Anssi Vartiainen A movie such as this one is a rare treat. A completely original - albeit inspired by the director's own life - movie from a first-time feature-length director that completely blows you away with its uniqueness, wit and charm. Mary and Max tells the story of its titular characters. Mary being a lonely Australian girl living with her two dysfunctional parents. One of them an alcoholic and the other a complete shut-in practically living in the backyard shed. One day Mary, on a childish whim, decides to write to a random American person. Except that the person on the other side decides to write back. He's Max, an obese forty-something man living alone in New York and suffering from crippling mental health problems.Sound creepy and depressing? Yeah, it does. And yet the thing is, this is one of the most heartwarming and sympathetic movies I've seen in my life. It's also one of the funniest. It is said that something cannot be funny without someone suffering. And boy is that true here. The film's humour is amazingly dark, drawing most of its laughs from the sheer dysfunctionality of its characters and their feeble attempts at improving their lot in life. And yet... yet it is never mean spirited. Mary and Max suffer, that much is true, but they very rarely let it get to them.
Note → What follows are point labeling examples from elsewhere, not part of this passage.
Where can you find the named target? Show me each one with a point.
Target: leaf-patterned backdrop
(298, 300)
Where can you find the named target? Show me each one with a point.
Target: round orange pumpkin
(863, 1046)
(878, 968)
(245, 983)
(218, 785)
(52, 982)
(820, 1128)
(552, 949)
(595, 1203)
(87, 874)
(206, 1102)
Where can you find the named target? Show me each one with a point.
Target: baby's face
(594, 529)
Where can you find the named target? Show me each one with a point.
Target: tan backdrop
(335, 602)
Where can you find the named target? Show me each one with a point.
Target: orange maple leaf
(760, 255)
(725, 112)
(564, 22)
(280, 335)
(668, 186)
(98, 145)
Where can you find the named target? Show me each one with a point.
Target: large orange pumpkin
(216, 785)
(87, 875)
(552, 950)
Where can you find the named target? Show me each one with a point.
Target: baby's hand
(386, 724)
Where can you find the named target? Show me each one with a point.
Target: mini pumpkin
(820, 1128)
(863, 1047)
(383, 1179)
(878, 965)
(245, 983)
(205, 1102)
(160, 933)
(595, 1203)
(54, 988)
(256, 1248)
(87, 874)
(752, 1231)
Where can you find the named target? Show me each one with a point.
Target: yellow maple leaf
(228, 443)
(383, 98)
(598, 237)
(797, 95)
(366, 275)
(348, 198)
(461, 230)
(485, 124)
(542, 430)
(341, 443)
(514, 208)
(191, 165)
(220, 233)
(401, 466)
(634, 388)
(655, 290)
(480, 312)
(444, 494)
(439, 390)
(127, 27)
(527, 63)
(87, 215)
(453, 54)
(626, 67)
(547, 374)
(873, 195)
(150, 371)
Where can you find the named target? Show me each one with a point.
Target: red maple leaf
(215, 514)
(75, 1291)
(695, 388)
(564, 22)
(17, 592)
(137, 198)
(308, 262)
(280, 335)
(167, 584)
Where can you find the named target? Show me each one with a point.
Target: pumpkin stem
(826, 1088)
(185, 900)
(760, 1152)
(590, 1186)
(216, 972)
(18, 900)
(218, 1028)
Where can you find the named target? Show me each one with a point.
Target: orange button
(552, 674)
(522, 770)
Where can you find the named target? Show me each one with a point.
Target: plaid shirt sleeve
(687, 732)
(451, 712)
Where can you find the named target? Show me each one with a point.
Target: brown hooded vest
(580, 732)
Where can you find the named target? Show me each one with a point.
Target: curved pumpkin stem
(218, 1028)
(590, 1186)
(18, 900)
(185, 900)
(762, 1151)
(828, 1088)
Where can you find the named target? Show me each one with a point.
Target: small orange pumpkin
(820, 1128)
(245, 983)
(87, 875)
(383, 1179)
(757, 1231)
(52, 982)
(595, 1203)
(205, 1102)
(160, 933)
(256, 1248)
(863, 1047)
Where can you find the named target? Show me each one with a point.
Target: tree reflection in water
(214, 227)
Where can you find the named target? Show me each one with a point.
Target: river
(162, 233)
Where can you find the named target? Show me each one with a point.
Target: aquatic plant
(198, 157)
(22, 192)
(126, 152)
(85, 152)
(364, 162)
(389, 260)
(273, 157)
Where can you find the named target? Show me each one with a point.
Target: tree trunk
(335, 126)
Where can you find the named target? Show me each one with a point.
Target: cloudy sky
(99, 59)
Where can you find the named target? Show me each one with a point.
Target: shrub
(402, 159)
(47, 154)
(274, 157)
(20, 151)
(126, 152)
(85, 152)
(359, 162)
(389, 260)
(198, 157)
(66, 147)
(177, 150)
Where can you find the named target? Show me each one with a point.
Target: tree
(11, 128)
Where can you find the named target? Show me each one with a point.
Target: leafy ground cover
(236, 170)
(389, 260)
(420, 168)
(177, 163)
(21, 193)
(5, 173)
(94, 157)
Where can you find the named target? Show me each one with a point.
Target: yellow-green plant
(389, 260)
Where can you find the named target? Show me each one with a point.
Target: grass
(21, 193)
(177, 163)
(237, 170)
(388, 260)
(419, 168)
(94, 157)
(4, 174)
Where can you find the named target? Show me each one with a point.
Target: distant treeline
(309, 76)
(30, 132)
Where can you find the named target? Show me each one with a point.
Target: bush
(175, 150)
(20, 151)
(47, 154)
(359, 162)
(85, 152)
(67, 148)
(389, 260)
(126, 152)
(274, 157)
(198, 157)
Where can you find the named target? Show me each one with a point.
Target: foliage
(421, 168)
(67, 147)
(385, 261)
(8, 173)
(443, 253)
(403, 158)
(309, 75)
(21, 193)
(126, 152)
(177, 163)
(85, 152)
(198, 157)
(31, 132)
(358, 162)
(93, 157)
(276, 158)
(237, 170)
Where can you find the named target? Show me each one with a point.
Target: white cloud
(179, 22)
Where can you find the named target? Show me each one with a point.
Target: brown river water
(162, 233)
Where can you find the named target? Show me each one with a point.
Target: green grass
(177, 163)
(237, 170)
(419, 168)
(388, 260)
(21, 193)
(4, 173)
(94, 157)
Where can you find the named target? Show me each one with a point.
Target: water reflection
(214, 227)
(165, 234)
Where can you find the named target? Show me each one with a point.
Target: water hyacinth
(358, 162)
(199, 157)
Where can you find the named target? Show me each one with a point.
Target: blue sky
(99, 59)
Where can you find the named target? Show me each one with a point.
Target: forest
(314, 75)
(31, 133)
And when they do, it's a genuinely sorrowful moment because at that point it's more than earned. And thus the movie is about living your life and finding happiness despite everything standing in your way. It's about individuality, about human worth, about friendship and the purpose of caring.It's also phenomenally well-made. It's stop-motion clay animation from start to finish with heavy emphasis being put on the use of colour, facial animation and stuff actually being there. And it looks gorgeous. A true testament to the strength of craftsmanship in this age of computer effects.Mary and Max is a true masterpiece. A film juggling both light and dark, examining both the best and worse qualities of human existence, all with a kind voice and a gentle laugh. A film no one's going to regret seeing.